Auf der Schaltschranktafel befindet sich ein markanter roter, pilzförmiger Notrufknopf. Durch Drücken dieser Taste sollte die Gaszufuhr zum Magnetventil unabhängig vom Systemzustand zwangsweise unterbrochen werden.

Energieverwaltung:

Die automatische Umschaltung zwischen Netzstrom (AC 220 V) und Notstrom (DC 24 V Batterie) stellt sicher, dass das System nach einem Stromausfall für eine bestimmte Zeit (in der Regel nicht weniger als 2 Stunden) weiterbetrieben werden kann.

 

3. Steuerlogik und Systemablauf des verbundenen Magnetventils

Typ: Es müssen normalerweise geschlossene Magnetventile ausgewählt werden, was bedeutet, dass die Gaszufuhr unterbrochen wird, wenn der Strom ausgeschaltet ist, und die Gaszufuhr erfolgt, wenn der Strom eingeschaltet ist. Dies ist ein Grundprinzip der Sicherheitskonstruktion und stellt sicher, dass das Ventil bei Stromausfällen oder Systemausfällen in einem sicheren, geschlossenen Zustand bleibt.

Funktion: Manuell rückstellbare Magnetventile werden empfohlen. Wenn es aufgrund eines Alarms ausgeschaltet wird, kann es nicht automatisch wieder geöffnet werden; Es muss manuell vom Personal vor Ort-geöffnet werden, nachdem sichergestellt wurde, dass das Sicherheitsrisiko beseitigt wurde. Dadurch werden die sekundären Risiken vermieden, die durch das automatische Zurücksetzen entstehen können.

Explosionsschutz-Zertifizierung: Ähnlich wie der Detektor erfordern auch Magnetventile, die in explosionsgefährdeten Bereichen installiert werden, eine entsprechende Explosionsschutz-Zertifizierung.

Standard-Verknüpfungsworkflow:

Normalzustand:

Die Detektorkonzentrationsanzeige zeigt 0 % UEG (oder Umgebungshintergrundwert) an.

Der Schaltschrank zeigt „Normal“ an.

Das Magnetventil ist erregt (offen) und die Gasversorgung ist normal.

Alarm der Stufe 1 (niedriger Alarm, z. B. 20 % UEG):

Der Schaltschrank gibt einen akustischen und optischen Alarm (gelbes oder blaues Licht) aus und zeigt den Alarmort und die Alarmkonzentration an.

Link 1: Startet automatisch den Abluftventilator zur Belüftung.

Link 2: (Optional) Sendet Alarminformationen an das Dienstzimmer.

Maßnahme: Die Gasversorgung bleibt ununterbrochen, sodass das Personal nach kleineren Lecks suchen muss.

Alarmstufe zwei (oberer Alarm, z.
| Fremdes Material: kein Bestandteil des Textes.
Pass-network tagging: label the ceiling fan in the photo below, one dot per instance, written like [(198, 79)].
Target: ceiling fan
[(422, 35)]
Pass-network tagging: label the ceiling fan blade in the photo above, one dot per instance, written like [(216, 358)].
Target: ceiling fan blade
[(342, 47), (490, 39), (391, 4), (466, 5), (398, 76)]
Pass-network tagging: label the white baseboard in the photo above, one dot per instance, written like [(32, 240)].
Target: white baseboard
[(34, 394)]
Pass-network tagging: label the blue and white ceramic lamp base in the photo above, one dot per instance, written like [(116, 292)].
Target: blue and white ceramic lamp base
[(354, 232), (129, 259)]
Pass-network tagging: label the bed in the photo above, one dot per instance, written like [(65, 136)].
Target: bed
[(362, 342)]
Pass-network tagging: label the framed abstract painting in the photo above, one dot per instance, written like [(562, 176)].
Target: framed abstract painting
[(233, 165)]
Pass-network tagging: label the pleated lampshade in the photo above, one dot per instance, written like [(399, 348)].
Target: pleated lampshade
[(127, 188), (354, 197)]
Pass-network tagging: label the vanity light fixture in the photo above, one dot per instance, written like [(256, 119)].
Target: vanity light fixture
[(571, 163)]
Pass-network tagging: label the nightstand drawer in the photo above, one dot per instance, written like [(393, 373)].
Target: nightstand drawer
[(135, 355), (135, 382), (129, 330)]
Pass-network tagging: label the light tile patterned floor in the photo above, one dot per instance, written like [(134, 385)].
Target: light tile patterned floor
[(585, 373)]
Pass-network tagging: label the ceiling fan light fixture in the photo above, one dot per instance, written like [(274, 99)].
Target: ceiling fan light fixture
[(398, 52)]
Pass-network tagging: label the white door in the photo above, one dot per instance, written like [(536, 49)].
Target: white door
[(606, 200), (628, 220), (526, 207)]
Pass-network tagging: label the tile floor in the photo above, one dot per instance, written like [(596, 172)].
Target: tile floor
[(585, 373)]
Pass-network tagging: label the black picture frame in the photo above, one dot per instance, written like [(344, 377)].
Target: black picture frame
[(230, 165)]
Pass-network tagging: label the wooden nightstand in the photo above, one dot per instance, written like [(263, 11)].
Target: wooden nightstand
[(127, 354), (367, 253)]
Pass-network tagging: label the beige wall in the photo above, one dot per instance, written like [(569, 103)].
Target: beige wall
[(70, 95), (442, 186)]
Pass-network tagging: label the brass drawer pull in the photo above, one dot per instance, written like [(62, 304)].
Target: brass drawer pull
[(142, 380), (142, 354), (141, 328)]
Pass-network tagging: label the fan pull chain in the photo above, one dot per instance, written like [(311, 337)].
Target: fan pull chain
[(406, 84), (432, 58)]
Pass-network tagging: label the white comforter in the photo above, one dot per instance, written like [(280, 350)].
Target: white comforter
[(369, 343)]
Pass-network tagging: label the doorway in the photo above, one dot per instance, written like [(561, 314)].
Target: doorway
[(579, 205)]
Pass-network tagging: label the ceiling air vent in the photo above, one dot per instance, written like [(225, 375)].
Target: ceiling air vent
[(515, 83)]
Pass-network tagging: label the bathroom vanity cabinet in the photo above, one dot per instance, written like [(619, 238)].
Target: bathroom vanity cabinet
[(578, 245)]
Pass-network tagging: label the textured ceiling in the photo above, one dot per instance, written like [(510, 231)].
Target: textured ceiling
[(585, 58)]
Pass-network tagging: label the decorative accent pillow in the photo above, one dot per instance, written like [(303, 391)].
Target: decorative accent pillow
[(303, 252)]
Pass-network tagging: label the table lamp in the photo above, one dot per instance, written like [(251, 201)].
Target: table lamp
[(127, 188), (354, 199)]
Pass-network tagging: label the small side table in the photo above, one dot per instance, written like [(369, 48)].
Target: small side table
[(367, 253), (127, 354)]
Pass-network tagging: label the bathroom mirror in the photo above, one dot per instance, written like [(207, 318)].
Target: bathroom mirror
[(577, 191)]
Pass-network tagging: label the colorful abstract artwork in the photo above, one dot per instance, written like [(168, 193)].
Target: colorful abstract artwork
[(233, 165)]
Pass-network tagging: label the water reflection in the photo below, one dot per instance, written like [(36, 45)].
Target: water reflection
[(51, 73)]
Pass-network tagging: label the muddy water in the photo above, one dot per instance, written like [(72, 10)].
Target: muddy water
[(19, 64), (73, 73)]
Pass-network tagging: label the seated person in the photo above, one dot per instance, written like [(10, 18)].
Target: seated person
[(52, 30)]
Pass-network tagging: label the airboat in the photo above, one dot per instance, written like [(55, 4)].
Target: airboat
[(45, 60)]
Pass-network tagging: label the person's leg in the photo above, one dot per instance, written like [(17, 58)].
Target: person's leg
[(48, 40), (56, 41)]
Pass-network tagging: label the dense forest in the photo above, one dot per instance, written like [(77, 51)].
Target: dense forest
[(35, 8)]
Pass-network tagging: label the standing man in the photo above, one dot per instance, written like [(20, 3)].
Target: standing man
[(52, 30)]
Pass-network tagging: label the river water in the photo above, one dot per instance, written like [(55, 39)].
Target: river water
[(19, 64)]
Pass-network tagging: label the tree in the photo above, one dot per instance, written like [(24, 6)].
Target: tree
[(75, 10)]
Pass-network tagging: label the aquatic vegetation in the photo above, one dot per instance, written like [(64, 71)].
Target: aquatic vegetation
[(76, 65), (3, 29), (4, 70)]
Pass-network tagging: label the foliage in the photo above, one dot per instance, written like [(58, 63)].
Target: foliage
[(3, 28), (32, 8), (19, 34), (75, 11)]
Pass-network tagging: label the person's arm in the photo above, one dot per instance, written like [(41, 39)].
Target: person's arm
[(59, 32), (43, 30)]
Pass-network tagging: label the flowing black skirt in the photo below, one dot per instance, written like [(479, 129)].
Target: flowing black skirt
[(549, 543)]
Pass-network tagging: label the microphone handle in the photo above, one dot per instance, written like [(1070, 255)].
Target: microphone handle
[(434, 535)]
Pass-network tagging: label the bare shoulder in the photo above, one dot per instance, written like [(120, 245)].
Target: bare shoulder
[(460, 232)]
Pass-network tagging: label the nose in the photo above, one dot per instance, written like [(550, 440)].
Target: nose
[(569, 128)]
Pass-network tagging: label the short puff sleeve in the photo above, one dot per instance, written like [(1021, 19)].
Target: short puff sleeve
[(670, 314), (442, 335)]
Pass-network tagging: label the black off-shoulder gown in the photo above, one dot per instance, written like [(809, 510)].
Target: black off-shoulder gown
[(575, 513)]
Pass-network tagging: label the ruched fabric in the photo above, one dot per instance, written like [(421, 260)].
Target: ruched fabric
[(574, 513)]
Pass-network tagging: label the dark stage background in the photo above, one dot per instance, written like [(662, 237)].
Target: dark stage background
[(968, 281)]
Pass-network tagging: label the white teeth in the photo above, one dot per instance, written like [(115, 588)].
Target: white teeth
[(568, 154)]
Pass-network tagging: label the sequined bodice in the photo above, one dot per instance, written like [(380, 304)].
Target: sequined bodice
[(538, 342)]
B. 50 % UEG):

Der Schaltschrank gibt einen übergeordneten akustischen und optischen Alarm aus (rotes Licht, anderer Ton).

Kernverbindung: Der Steuerschrank unterbricht sofort die Stromversorgung des Hochalarmrelais und des Magnetventils.

Ergebnis: Das Magnetventil verliert an Leistung und schließt unter Federwirkung schnell, wodurch die Hauptgasleitung unterbrochen wird.

Gestänge 3: Hält den Hochgeschwindigkeitsbetrieb des Abluftventilators aufrecht.

Verknüpfung 4: Kann das Hauptnotabschaltsignal auslösen (z. B. Abschalten von Gas-mit Geräten wie Heizkesseln).

 

Alarmrücksetzung und Wiederherstellung der Gasversorgung:

Wenn das Leck behoben ist und die -Gaskonzentration vor Ort wieder normal ist.

Führen Sie am Schaltschrank einen „Alarm-Reset“-Vorgang durch, um den akustischen und visuellen Alarm zu löschen. Alarm-Reset ≠ Wiederherstellung der Gasversorgung! Dies ist der am leichtesten zu verwechselnde und entscheidende Punkt. Durch den „Alarm-Reset“-Vorgang selbst wird das Magnetventil absolut nicht geöffnet, um die Gasversorgung wiederherzustellen.

Das Personal muss vor Ort-sein, um den Rückstellgriff des Notabschalt-Magnetventils-manuell nach oben zu ziehen, um das Ventil wieder zu öffnen und die Gasversorgung wiederherzustellen.